4. Einseitiges Training vermeiden
Ergänzungstraining ist ein gutes Stichwort: Auch wenn man häufig hört, zu klettern und bouldern wäre ein Ganzkörper-Workout, ist das nur die halbe Wahrheit. Zwar werden fast alle Muskeln angesprochen, gleichmäßig fällt die Belastung jedoch nicht aus. Sieht man von Mantle-Bewegungen ab, wird die Stützmuskulatur des Oberkörpers kaum gefordert, während die bei Zugbewegungen beteiligten Muskeln quasi in nahezu jeder Kletterstelle ihren Auftritt haben. Folglich kommt es mit der Zeit zu Dysbalancen, die wiederum in gesundheitlichen Problemen wie dem Impingement-Syndrom in der Schulter münden können.

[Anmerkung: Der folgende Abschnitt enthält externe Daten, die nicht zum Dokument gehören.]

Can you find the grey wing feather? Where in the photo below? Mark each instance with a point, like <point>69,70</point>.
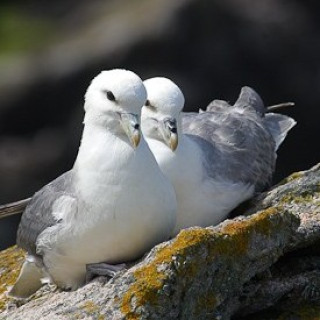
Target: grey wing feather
<point>236,146</point>
<point>38,214</point>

Ausgleichsübungen sind deshalb ein Muss für jeden Kletterer. Beginnt man frühzeitig mit dem Training, ist das eine Investition in die dauerhafte Gesundheit. Das allein sollte schon Motivation genug sein. Erfreulicherweise verbessert das Antagonistentraining gleichzeitig die Leistungsfähigkeit der Arbeitsmuskulatur. Es macht dich also auch beim Klettern stärker.

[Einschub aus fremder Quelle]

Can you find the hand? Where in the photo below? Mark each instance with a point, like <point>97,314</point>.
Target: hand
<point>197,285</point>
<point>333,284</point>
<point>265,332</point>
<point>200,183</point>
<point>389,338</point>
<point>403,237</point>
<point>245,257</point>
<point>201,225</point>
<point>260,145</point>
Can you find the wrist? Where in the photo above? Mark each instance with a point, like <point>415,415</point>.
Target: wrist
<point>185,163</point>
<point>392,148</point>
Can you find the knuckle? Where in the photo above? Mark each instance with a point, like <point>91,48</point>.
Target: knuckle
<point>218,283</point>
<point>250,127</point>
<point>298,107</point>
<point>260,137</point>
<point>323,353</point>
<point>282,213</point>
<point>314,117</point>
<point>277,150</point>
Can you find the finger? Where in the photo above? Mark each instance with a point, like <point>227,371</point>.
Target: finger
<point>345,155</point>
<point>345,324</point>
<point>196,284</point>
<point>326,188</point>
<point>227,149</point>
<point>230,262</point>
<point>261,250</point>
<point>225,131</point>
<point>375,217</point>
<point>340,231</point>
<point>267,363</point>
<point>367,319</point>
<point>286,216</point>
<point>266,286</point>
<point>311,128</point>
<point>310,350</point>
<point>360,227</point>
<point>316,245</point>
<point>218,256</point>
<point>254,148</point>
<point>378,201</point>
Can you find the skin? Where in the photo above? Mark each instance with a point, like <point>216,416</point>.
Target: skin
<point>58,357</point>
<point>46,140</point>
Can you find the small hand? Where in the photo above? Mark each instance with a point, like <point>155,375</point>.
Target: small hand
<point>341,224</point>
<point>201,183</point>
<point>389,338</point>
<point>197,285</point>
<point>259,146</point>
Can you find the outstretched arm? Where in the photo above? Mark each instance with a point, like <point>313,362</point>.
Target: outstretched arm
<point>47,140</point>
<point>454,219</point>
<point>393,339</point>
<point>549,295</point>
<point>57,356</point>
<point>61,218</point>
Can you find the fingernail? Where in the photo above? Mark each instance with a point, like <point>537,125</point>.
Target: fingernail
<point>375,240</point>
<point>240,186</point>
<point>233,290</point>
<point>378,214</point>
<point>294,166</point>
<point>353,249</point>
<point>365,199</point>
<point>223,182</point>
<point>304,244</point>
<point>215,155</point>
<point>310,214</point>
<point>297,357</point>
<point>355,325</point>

Wie genau das Training gestaltet werden sollte, erfährst du in meinem Buch Bouldertraining.
5. Locker bleiben, Spaß haben
Zu guter Letzt solltest du bei allem Ehrgeiz immer im Hinterkopf behalten, dass Bouldern und Klettern vor allem Spaß machen sollen. Selbst wenn es einmal nicht so klappen will, wie du es dir vorstellst oder gewohnt bist, ist das kein Grund, Frust zu schieben. Auch dann nicht, wenn die Boulder ihrer vorgeblichen Schwierigkeit nach kein Problem sein sollten. Gerade die Schwierigkeitsangaben können ein Quell für schlechte Laune sein, unabhängig davon, ob man am Fels oder in der Halle unterwegs ist. Dabei sind Schwierigkeitsgrade eine völlig subjektive Sache. Wenn also einmal ein Boulder nicht so klappen will, wie du es dir wünscht, bleib entspannt, selbst wenn dir der Sinn danach steht, dem Schrauber die Meinung zu geigen. Ändern wird das an deinem Problem nichts. Nimm es stattdessen an und sieh es als Herausforderung, an der du wachsen kannst. Schließlich lernt man dann am meisten, wenn man das versucht, was man noch nicht beherrscht.